There’s no point in capturing images of 120,000 forms in two weeks if you need minutes to analyze them. Even with just one minute of analysis per panel, 120,000 minutes is almost three months of analysis time.
Enter machine learning (ML). Machine learning is particularly suited to the image analysis task as solar panels contain distinct and homogeneous cells, enabling automatic, fast and accurate detection of defects.
Image recognition through machine learning has demonstrable success in many other areas such as medicine, advanced manufacturing, and satellite imagery. Additionally, these algorithms can continuously improve and monitor their accuracy, dramatically reducing the need for human intervention.
Machine learning algorithms can also scale based on demand, exponentially increasing the throughput of the current process. Accurate and automated defect detection would significantly reduce analysis time and costs for the customer.
For a machine learning approach to be successful, three things are critical:
- A data set large enough to accurately train the system.
- Smart algorithms.
- Models built and trained to run in real time in what is effectively a production environment.
To this end, PV Lab Australia partnered with two local companies, Aqacia and 2pi Software. This work is supported by Innovation Connect in Canberra.
Aqacia provides machine learning and artificial intelligence (AI) solutions for high-tech industries, addressing the toughest real-world problems and building solutions to enable seamless integration of AI into manufacturing and research settings.
2pi Software is an AI / ML enablement company that provides a digital platform that reduces the heavy load and software complexity involved in entering and exiting large volumes of data to and from neural networks. This allows data scientists to focus on the main domain problem being addressed.
For the project, PV Lab Australia brings a dataset of many tens of thousands of panels and quadrillion of thousands of cells that have been individually analyzed. Aqacia is developing automatic image processing and ML inference models to automate defect identification and 2pi Software will create a solution that leverages the high-performance processing and parallelization capabilities of the Amazon Web Services (AWS) cloud to enable streams of flexible data processing work to be built to optimally train AI / ML models.
This partnership is ultimately to support the work with drones. Depending on the size of the dataset, human analysis can take weeks, while AI technology can process hundreds of panels in minutes.
The increased speed means that the panels can be evaluated in real time both in the PV Lab production environment and in a drone-aboard environment. Real-time assessment allows for quick feedback to system owners and iterative control of the inspection process if more detailed assessment is required in certain situations.

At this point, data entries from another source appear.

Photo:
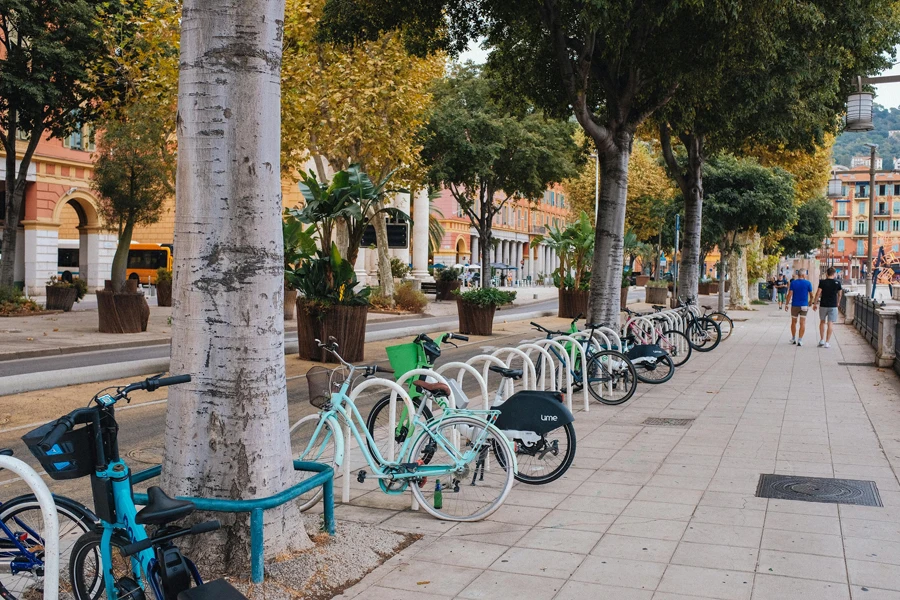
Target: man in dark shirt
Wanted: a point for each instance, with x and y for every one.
(826, 301)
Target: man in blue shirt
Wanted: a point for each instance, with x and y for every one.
(798, 300)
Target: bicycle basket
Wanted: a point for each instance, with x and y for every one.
(71, 457)
(322, 383)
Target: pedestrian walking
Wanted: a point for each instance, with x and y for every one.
(798, 299)
(826, 302)
(781, 285)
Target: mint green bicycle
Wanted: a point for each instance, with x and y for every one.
(445, 464)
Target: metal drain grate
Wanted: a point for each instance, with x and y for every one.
(666, 422)
(818, 489)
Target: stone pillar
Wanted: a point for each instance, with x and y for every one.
(41, 255)
(887, 330)
(421, 210)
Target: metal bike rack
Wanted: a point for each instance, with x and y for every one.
(51, 522)
(256, 506)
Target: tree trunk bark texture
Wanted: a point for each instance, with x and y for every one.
(227, 430)
(606, 270)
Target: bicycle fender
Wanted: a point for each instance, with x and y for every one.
(532, 410)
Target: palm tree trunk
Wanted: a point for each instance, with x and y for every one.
(227, 430)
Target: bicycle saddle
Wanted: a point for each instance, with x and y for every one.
(162, 509)
(437, 389)
(511, 373)
(218, 589)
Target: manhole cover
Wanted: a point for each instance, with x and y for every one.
(149, 456)
(666, 422)
(818, 489)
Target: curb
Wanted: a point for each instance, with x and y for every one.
(17, 384)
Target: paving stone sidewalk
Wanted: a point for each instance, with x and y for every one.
(670, 513)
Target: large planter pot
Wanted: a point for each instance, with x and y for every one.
(445, 289)
(656, 295)
(475, 319)
(60, 298)
(164, 293)
(347, 324)
(290, 303)
(572, 303)
(126, 312)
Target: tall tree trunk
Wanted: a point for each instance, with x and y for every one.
(227, 430)
(385, 276)
(606, 269)
(120, 258)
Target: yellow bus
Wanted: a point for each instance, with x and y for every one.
(144, 259)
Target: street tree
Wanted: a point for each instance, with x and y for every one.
(743, 200)
(134, 172)
(779, 78)
(486, 155)
(227, 430)
(48, 49)
(610, 64)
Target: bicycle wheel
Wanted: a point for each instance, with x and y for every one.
(677, 345)
(655, 371)
(378, 421)
(86, 572)
(611, 377)
(23, 517)
(724, 322)
(321, 450)
(473, 488)
(545, 460)
(707, 331)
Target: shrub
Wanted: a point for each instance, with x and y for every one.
(410, 299)
(486, 296)
(399, 269)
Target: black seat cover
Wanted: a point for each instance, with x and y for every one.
(161, 509)
(511, 373)
(212, 590)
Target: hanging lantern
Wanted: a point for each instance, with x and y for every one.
(835, 188)
(859, 112)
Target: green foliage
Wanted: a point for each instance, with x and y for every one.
(486, 296)
(813, 225)
(410, 299)
(399, 269)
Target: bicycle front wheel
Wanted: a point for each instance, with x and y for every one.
(24, 518)
(611, 377)
(473, 486)
(677, 345)
(313, 443)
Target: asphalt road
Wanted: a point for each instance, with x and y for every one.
(142, 427)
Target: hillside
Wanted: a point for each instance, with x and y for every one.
(849, 144)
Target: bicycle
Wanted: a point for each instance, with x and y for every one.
(119, 558)
(22, 543)
(611, 375)
(537, 422)
(454, 445)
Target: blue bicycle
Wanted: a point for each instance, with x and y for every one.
(22, 543)
(119, 558)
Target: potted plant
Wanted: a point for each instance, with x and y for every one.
(62, 294)
(476, 309)
(133, 171)
(447, 283)
(657, 291)
(163, 287)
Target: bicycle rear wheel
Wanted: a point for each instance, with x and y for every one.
(611, 377)
(24, 518)
(321, 450)
(724, 322)
(473, 487)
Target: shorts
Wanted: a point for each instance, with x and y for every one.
(828, 313)
(799, 311)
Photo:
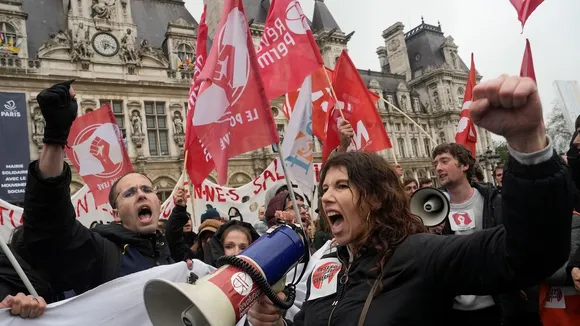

“The 2pi Software team is very honored to be involved in such a groundbreaking innovation in the PV industry and applying emerging AI / ML techniques to help monitor the continuous health and life efficiency of solar panels. – a very fundamental aspect of the PV promise, ”says 2pi software director Liam O’Duibhir.
Bringing everything together
This work is almost (but not quite) too good to be true. The final product achieves the triplet of being:
- Faster, thanks to drones and machine learning.
- More accurate because human error is reduced thanks to machine learning.
- Cheaper for the customer, thanks again to drones and machine learning.
This future is nothing to be afraid of. Sure, these are machine learning enhanced drones with night vision on a search and destroy mission to eliminate underperformance in solar parks, but we think that’s a good thing.